“Call it Content Isle, then,” suggested Benjy.
“But I am not content with partial success. Come, Butterface, haven’t you got a suggestion to make.”
The negro shook his woolly head. “No,” he said, “I’s ’orrible stoopid. Nebber could get nuffin’ to come out o’ my brain—sep w’en it’s knocked out by accident. You’s hard to please, massa.
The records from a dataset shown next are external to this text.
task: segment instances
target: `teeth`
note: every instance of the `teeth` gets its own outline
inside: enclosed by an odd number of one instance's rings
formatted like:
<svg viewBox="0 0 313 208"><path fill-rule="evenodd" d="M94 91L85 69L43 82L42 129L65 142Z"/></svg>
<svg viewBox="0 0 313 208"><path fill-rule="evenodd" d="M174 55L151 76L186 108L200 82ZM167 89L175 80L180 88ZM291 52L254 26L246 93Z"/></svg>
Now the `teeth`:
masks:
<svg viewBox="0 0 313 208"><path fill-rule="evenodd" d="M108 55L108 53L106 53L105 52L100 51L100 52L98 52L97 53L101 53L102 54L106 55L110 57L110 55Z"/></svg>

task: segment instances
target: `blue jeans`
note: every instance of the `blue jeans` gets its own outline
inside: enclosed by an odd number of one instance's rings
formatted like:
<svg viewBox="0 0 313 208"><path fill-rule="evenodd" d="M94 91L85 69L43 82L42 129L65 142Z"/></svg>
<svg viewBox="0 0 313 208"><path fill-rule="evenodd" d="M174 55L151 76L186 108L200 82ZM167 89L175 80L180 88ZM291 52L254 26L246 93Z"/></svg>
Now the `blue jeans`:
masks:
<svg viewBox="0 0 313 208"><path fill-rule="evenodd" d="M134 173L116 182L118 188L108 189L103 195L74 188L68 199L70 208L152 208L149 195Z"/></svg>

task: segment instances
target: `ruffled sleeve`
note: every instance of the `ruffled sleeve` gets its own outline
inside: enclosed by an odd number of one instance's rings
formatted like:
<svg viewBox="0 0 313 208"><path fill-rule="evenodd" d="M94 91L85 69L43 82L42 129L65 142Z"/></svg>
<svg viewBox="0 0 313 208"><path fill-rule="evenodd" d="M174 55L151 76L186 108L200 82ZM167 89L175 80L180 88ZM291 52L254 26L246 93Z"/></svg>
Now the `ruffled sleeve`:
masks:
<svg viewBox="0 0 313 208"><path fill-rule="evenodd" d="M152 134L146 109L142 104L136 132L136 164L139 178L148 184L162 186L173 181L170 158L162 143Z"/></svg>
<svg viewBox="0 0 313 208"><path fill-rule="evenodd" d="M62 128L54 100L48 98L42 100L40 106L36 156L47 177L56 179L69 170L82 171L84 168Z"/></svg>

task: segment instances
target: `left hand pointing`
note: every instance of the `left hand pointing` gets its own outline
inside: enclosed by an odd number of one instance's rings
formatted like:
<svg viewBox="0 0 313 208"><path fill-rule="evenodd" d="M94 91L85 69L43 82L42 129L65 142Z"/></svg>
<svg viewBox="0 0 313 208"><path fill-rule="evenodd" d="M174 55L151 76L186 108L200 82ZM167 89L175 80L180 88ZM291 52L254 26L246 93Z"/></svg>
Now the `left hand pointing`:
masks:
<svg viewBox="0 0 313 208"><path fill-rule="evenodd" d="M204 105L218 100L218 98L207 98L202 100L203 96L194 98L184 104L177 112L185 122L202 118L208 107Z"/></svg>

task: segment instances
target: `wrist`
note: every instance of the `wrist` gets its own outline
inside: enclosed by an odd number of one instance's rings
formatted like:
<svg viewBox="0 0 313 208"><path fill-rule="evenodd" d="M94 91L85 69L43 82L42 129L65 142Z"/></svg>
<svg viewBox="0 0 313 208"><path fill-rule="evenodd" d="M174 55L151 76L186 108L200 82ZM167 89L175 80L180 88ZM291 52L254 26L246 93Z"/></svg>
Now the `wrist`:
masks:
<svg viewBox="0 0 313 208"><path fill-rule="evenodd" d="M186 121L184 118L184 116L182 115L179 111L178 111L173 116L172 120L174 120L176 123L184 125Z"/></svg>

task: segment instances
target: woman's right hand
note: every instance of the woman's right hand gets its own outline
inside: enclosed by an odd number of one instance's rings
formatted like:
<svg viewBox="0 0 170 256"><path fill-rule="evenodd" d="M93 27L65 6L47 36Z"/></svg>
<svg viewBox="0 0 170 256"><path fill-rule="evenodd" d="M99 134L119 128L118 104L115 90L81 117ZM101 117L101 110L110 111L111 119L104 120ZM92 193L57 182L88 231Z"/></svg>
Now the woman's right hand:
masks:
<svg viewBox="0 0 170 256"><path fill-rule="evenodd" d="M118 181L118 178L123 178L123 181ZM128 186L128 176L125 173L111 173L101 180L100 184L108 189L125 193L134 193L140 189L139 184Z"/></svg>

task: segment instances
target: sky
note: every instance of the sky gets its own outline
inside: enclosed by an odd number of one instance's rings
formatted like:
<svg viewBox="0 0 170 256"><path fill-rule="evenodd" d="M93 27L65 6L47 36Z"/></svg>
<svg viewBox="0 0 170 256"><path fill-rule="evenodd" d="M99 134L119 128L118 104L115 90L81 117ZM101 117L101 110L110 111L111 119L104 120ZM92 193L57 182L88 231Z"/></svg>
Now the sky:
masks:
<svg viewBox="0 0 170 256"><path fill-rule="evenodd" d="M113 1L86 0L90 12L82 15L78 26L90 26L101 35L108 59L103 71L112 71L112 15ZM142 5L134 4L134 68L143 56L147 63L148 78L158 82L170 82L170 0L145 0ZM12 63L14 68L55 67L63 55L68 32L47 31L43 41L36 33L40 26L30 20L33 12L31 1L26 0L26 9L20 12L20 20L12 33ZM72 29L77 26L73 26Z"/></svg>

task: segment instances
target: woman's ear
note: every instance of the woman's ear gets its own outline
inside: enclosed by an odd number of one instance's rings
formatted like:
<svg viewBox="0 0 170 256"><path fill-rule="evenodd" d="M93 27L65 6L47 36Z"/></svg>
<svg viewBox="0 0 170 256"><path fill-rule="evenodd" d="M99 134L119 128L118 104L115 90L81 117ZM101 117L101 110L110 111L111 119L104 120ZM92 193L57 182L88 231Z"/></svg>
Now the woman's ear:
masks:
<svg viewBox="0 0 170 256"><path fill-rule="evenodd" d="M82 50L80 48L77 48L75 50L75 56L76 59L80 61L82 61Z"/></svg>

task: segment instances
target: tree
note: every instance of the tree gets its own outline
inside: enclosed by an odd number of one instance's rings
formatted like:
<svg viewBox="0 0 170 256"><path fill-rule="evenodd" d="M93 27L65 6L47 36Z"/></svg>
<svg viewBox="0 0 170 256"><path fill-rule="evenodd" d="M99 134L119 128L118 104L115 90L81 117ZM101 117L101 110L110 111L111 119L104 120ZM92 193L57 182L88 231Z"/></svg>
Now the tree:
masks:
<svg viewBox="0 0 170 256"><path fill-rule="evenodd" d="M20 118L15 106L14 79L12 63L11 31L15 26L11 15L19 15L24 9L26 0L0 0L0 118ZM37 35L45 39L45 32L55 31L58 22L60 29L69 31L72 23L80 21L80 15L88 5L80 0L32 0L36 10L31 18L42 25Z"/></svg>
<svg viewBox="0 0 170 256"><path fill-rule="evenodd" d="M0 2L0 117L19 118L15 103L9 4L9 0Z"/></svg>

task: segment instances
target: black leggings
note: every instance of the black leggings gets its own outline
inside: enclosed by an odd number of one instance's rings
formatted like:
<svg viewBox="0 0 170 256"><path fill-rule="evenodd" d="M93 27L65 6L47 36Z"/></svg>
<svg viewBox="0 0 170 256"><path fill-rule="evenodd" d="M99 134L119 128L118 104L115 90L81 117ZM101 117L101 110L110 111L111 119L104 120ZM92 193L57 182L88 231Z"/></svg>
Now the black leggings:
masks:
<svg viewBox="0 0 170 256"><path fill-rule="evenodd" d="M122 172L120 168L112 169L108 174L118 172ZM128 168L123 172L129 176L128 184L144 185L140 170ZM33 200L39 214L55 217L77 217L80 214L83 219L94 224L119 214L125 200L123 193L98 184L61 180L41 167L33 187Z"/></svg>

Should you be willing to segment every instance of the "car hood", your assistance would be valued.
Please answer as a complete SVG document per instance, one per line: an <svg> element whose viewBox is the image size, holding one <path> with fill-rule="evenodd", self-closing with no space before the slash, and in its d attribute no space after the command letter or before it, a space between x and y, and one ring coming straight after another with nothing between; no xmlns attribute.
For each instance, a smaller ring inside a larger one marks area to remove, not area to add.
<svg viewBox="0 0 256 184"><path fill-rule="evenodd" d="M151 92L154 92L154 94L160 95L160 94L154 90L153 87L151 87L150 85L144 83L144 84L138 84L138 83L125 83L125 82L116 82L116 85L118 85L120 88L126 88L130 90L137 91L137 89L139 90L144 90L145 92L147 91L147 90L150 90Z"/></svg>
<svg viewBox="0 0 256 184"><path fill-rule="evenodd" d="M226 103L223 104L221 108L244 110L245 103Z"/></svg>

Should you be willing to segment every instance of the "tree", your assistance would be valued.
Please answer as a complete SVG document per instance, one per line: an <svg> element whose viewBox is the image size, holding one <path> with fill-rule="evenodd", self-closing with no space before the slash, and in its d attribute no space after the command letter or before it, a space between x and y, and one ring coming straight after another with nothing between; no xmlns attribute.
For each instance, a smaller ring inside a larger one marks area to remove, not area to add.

S’pose you mix de two,—dis’pintment an’ content,—an’ call ’im Half-an’-half Island.”
“Home is in sight now,” said Chingatok, who had taken no interest in the above discussion, as it was carried on in English. “A few days more and we should be there if we only had our kayaks.”
“There’s the name,” exclaimed the Captain eagerly when this was translated, “‘Home-in-sight,’ that will do.”
Rising quickly, he bent a Union Jack to the halyards of his primitive flag-staff, ran it up, and in the name of Queen Victoria took possession of Home-in-sight Island. After having given three hearty British cheers, in which the Eskimos tried to join, with but partial success, they buried the ginger-beer bottle under a heap of stones, a wooden cross was fixed on the top of the cairn, and then the party sat down to supper, while the Captain made a careful note of the latitude and longitude, which he had previously ascertained. This latest addition to Her Majesty’s dominions was put down by him in latitude 85 degrees 32 minutes, or about 288 geographical miles from the North Pole.